Enge Arbeitsräume verlangen nach klugen Organisationstools. Schlanke Lagersysteme mit vertikaler Ausrichtung revolutionieren die Aufbewahrung von Werkzeugen und Materialien. Durch ihre besondere Bauweise verwandeln sie beengte Flächen in effizient genutzte Stauräume.
Das Geheimnis liegt in der Höhenausnutzung: Mehrere ausziehbare Ebenen erlauben den Zugriff auf Werkzeuge ohne umständliches Suchen. Ein Beispiel ist der RasterPlan Vertikalschrank, der bis zu 7,3 m² Stellfläche auf 60 x 100 cm Grundfläche komprimiert. Praktische Auszüge machen jedes Fach blitzschnell zugänglich.
Diese Systeme eignen sich besonders für Handwerker mit limitiertem Platzangebot. Im Vergleich zu klassischen Varianten sparen sie bis zu 85% der Standfläche ein. Gleichzeitig behalten Nutzer die volle Kontrolle über ihr Equipment – sortiert nach Häufigkeit der Verwendung.

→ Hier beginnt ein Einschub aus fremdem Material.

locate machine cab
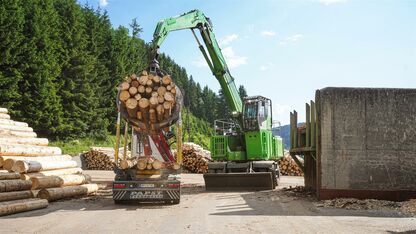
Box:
[243,96,272,131]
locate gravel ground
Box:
[0,172,416,233]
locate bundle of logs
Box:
[182,142,211,173]
[83,147,118,171]
[119,70,177,123]
[278,154,303,176]
[0,108,98,216]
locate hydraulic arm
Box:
[151,10,243,122]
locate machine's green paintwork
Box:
[151,10,283,161]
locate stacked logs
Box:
[119,70,177,124]
[182,142,211,173]
[120,156,180,178]
[0,108,97,216]
[278,154,303,176]
[83,148,114,171]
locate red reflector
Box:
[168,184,180,188]
[113,184,126,188]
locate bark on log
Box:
[0,136,49,146]
[0,144,62,156]
[20,167,82,180]
[137,85,146,94]
[131,80,140,88]
[0,180,32,192]
[162,75,172,86]
[0,190,33,202]
[156,104,165,122]
[30,174,91,190]
[136,111,143,120]
[0,113,10,119]
[0,155,72,170]
[152,160,162,170]
[0,129,37,138]
[119,90,130,102]
[145,87,153,95]
[163,92,175,102]
[139,75,148,86]
[137,158,147,170]
[126,98,139,118]
[153,75,161,84]
[129,86,137,96]
[149,109,157,123]
[12,160,77,173]
[0,172,20,180]
[157,86,166,97]
[149,96,159,109]
[134,93,142,101]
[0,198,49,216]
[0,119,29,127]
[38,184,98,201]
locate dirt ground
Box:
[0,171,416,233]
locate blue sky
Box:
[79,0,416,124]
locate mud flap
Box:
[204,172,275,191]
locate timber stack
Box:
[118,70,177,128]
[182,142,211,173]
[0,108,96,216]
[278,154,303,176]
[120,156,180,178]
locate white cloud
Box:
[221,46,247,69]
[279,34,303,45]
[98,0,108,7]
[261,30,276,37]
[219,34,238,46]
[318,0,347,6]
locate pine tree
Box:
[238,85,248,100]
[17,0,62,136]
[55,0,106,137]
[0,0,24,116]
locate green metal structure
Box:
[151,10,283,189]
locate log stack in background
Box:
[182,142,211,173]
[119,70,177,124]
[0,108,98,216]
[278,154,303,176]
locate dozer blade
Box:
[204,172,275,191]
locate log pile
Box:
[278,154,303,176]
[182,142,211,173]
[83,149,114,171]
[0,108,96,216]
[118,70,177,124]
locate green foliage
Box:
[0,0,245,146]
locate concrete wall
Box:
[319,88,416,191]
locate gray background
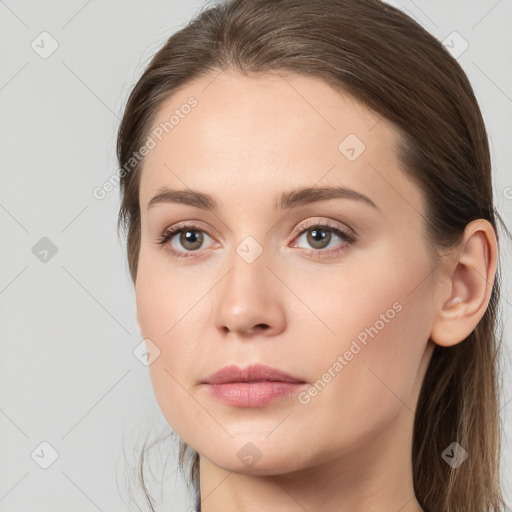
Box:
[0,0,512,512]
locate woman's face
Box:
[136,73,435,474]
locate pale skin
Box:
[136,71,497,512]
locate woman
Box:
[118,0,504,512]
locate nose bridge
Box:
[211,236,284,334]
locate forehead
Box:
[136,68,422,220]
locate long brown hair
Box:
[117,0,510,512]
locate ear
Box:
[430,219,498,347]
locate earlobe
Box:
[430,219,498,347]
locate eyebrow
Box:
[148,186,379,211]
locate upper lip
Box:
[203,364,304,384]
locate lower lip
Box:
[206,381,305,407]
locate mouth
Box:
[201,364,306,407]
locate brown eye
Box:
[179,229,204,251]
[307,229,331,249]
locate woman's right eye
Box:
[158,224,211,258]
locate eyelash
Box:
[157,222,357,258]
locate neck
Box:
[199,407,422,512]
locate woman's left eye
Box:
[292,223,356,253]
[157,223,356,258]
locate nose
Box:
[213,246,286,337]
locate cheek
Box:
[135,250,208,434]
[294,247,431,444]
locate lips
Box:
[203,364,304,384]
[201,364,306,407]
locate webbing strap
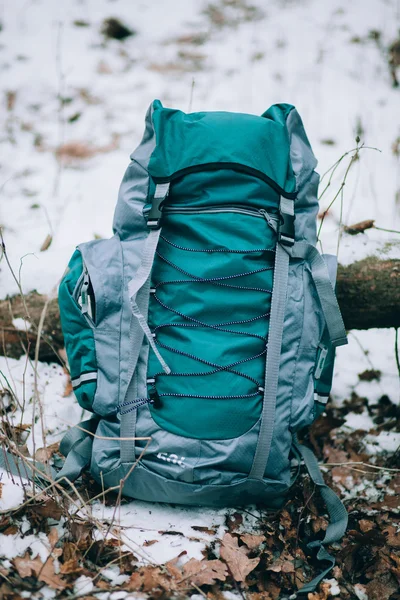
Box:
[285,242,347,346]
[249,199,294,479]
[0,448,57,489]
[120,184,170,463]
[291,440,348,598]
[0,417,98,488]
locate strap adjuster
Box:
[147,183,169,229]
[278,212,296,246]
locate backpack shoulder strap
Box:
[290,438,348,600]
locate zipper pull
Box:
[81,264,89,315]
[259,208,278,233]
[314,345,328,379]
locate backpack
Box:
[59,100,347,592]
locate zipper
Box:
[75,262,95,324]
[162,205,279,232]
[80,263,90,315]
[314,344,328,379]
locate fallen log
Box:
[0,257,400,361]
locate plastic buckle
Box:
[147,183,169,229]
[278,212,296,246]
[147,198,163,229]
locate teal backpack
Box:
[59,100,347,593]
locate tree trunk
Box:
[0,257,400,361]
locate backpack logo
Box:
[157,452,185,467]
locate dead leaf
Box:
[308,581,331,600]
[143,540,158,548]
[343,219,375,235]
[220,533,260,581]
[38,558,67,590]
[40,233,53,252]
[358,519,376,533]
[178,558,228,585]
[226,512,243,532]
[30,498,64,521]
[13,552,43,579]
[191,525,217,535]
[60,558,83,575]
[2,525,19,535]
[267,558,294,573]
[382,525,400,548]
[35,442,60,463]
[240,533,265,550]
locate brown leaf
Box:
[14,552,67,590]
[38,558,67,590]
[358,519,375,533]
[143,540,158,548]
[220,533,260,581]
[308,581,331,600]
[40,233,53,252]
[267,558,294,573]
[366,573,398,600]
[13,552,43,579]
[35,442,60,463]
[178,558,228,585]
[382,525,400,548]
[125,566,176,592]
[2,525,19,535]
[192,525,217,535]
[226,512,243,532]
[343,219,375,235]
[240,533,265,550]
[30,498,64,520]
[60,558,83,575]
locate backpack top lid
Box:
[142,100,296,196]
[113,100,317,239]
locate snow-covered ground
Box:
[0,0,400,596]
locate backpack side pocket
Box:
[58,250,97,410]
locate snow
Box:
[342,410,374,431]
[12,317,32,331]
[92,494,259,564]
[0,356,85,455]
[0,0,400,600]
[363,431,400,456]
[74,575,94,596]
[0,532,51,562]
[0,469,24,511]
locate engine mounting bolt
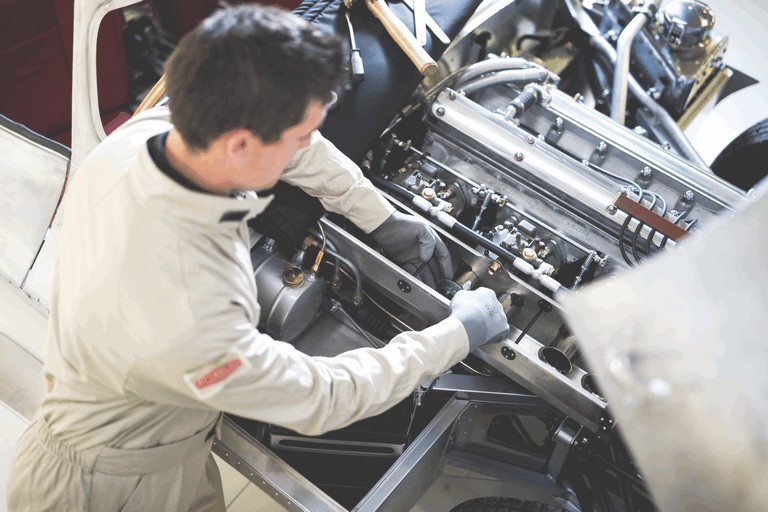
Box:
[520,247,536,261]
[501,345,517,361]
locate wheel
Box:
[450,498,563,512]
[712,119,768,190]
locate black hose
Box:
[619,215,635,267]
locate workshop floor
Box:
[214,455,285,512]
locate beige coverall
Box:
[8,108,468,512]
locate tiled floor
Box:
[214,456,285,512]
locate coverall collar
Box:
[131,144,274,225]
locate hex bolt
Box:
[501,345,517,361]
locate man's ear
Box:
[222,128,264,162]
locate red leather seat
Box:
[0,0,130,146]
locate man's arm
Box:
[281,131,395,233]
[282,132,453,287]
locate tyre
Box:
[451,498,563,512]
[712,119,768,190]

Die Konstruktion folgt klaren Prinzipien: Stabiler Stahlrahmen, präzise geführte Schienen und individuelle Einteilungsmöglichkeiten. Diese Kombination ermöglicht nicht nur optimale Raumausnutzung, sondern auch zeitsparende Arbeitsabläufe. Wertvoller Bodenplatz steht wieder für andere Projekte zur Verfügung.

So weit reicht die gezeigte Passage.